子どもも、親も、先生も、当事者が一人で抱え込まなくていい尾道にしたい。
そんな思いを強くしました。
◎子どもたちに、もっと多様な学びを
教育についても、率直な意見がたくさん出ました。
・小学校の1クラスの人数を減らしてほしい
・学年を超えた縦割りで学ぶ時間がもっとあってもいい
・不登校の子が通える場所はあるけれど、入りにくさを感じることがある
・生理用品を保健室だけでなく、トイレにも置いてほしい
どれも、日々、子どもたちと向き合っている方々だからこその声です。
教育に、どれが正解という事はありません。
だからこそ、子ども一人ひとりの個性や状況に合った学び方、そして安心して過ごせる居場所の選択肢を増やしていくことが大切だと思います。
◎「遊ぶ場所がない」という切実な声
意外に多かったのが、「子どもが遊べる場所」についての話でした。
真夏は暑すぎて公園で遊べない。
遊具も熱くなり、触ることさえ心配になる。
雨の日には、さらに遊べる場所が限られます。
そのため、施設が充実している福山や府中まで、子どもを連れて出かけることもあるという話を聞きました。
図書館や文化施設についても、「もっと子どもがワクワクする場所になってほしい」という声がありました。
「子どもが楽しめる映画館がほしい」といった声をはじめ、屋内の遊び場、図書館、美術館など、
子どもたちが日常的に過ごせる居場所や文化環境を求める声も多く聞かれました。
子育て世代に選ばれるまちは、子どもにとってだけでなく、大人にとっても暮らしやすいまちだと思います。
◎子育て政策は、未来への投資
今回の座談会で改めて感じたのは、子育て政策は「子どものため」だけの政策ではない、ということです。
安心して子どもを産み、育てることのできるまちは、若い世代から選ばれ、人が住み続けたいと思えるまちになります。
それは、人口減少が進む尾道の未来を考える上でも、とても重要なことだと思います。
今回、市民の皆さんと膝を突き合わせて話を聞くことで、アンケートの数字だけでは見えてこない、暮らしの中の課題や思いに触れることができました。
座談会は、予定時間を大きく超えるほど話が尽きませんでした。
こうして現場に足を運び、市民の皆さんから直接声を聞くことは、私にとって何より大切な時間です。
今後も地域ごとに「未来を語る座談会」を続けていきます。
ぜひ、皆さんの声も聞かせてください。
2.編集後記
今回の座談会では、嬉しいサプライズがありました。
参加していただいた方の3人の娘さんから、「かめチャン」の手作りグッズをいただいたのです。

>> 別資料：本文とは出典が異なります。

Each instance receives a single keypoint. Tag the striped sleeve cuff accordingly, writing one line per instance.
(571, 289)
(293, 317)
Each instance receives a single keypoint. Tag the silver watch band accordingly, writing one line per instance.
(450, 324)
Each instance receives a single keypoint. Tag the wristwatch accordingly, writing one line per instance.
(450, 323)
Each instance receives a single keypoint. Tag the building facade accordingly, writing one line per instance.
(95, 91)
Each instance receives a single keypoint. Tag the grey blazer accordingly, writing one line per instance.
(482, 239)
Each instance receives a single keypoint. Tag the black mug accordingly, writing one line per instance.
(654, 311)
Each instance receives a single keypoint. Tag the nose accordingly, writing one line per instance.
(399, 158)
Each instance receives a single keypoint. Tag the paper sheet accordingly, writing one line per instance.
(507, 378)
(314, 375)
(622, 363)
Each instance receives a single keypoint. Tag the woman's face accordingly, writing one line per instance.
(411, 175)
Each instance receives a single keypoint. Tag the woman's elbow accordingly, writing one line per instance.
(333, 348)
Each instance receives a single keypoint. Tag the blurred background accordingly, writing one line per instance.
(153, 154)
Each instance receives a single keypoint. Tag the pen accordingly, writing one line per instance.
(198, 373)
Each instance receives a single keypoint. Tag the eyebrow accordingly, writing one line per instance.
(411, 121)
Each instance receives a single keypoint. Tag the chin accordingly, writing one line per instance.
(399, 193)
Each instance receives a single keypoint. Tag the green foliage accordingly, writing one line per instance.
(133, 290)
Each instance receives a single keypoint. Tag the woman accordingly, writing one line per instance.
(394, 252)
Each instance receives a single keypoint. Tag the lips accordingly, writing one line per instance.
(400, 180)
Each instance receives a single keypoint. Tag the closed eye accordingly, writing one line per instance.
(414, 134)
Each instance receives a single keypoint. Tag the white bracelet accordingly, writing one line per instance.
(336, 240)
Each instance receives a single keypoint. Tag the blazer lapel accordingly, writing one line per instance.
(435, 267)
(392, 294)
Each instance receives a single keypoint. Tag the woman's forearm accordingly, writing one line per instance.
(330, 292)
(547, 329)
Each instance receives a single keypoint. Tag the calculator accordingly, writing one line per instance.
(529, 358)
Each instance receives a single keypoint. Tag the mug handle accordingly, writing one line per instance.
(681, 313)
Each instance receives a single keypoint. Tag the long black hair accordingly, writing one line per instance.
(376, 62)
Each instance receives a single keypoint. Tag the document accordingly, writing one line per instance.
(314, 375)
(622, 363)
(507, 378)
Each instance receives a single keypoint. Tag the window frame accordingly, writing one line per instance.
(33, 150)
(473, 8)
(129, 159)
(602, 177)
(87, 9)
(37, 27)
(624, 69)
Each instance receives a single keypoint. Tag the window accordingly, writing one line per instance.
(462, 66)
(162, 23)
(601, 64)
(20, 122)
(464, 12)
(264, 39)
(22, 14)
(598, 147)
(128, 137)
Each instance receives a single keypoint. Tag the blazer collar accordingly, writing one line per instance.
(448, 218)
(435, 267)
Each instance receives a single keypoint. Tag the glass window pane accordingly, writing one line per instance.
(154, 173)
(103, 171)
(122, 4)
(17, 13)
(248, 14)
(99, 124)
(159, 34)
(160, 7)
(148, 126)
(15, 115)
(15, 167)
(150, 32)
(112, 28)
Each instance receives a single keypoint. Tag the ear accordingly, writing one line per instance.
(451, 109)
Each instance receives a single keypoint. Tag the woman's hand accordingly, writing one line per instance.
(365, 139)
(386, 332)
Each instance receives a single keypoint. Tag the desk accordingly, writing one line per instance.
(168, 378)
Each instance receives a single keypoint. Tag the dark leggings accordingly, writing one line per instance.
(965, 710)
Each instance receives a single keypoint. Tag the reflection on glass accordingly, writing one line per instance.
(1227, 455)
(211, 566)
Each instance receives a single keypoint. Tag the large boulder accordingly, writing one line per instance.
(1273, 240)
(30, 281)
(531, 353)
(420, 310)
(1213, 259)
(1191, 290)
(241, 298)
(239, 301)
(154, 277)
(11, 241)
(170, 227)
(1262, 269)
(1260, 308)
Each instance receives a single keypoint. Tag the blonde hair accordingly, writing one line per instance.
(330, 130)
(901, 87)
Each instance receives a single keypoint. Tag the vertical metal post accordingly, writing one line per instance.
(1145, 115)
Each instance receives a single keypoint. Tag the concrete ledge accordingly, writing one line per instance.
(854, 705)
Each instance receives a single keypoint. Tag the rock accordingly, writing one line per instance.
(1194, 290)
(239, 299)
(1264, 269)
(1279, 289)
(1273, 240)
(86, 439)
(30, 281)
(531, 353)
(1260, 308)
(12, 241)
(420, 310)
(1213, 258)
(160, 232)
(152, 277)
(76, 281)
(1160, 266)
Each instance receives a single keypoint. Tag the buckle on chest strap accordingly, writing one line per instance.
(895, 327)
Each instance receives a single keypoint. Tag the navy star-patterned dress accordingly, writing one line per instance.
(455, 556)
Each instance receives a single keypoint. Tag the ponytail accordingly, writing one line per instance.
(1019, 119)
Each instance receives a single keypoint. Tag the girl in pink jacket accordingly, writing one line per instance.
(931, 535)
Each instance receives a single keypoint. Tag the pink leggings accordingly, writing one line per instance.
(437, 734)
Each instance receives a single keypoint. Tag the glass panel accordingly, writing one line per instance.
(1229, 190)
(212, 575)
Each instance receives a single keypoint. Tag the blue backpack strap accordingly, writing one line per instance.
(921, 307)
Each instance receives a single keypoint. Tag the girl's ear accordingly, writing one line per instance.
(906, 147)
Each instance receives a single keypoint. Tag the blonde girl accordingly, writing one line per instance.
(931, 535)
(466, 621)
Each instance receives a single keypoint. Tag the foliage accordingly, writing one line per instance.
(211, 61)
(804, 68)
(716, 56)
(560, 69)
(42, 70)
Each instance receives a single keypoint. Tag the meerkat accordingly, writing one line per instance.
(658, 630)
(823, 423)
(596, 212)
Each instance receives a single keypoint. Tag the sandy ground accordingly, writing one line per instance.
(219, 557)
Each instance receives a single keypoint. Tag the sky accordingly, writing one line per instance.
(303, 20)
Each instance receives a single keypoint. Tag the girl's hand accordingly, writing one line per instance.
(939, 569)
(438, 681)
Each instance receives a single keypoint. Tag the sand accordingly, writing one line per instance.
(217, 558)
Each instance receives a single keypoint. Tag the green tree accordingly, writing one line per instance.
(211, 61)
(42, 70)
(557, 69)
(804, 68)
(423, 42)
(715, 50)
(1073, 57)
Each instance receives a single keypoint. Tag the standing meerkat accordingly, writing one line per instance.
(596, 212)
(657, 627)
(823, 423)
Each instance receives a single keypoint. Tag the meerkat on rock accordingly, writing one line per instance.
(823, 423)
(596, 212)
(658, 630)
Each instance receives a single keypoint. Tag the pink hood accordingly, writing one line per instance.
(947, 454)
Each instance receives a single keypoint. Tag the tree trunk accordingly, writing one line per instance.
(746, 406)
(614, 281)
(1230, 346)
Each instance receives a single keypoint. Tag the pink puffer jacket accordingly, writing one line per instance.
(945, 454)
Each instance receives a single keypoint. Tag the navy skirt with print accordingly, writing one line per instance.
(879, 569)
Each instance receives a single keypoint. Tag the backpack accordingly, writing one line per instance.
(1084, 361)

私は以前から、定期的に尾道大橋で朝の挨拶活動をしています。
その時、車の中からいつも笑顔で手を振ってくれるのが、この3人の娘さんたちでした。
いつもは車の中と外で、ほんの少しの時間しか会えません。
それが今回、わざわざ会いに来てくれて、手作りのグッズとメッセージまでプレゼントしてくれました。
座談会の間も、たくさんの「亀」をお絵描きしてくれました。
本当に嬉しかったです。
子どもたちの笑顔を見ながら、
「この子たちが大人になった時、尾道に生まれてよかった、尾道で育ってよかったと思えるまちにしたい」と、改めて強く思いました。
子どもたちの未来のためにも、もっといい尾道をつくらなければ。
3人からもらったプレゼントは、私の大切な宝物になりました。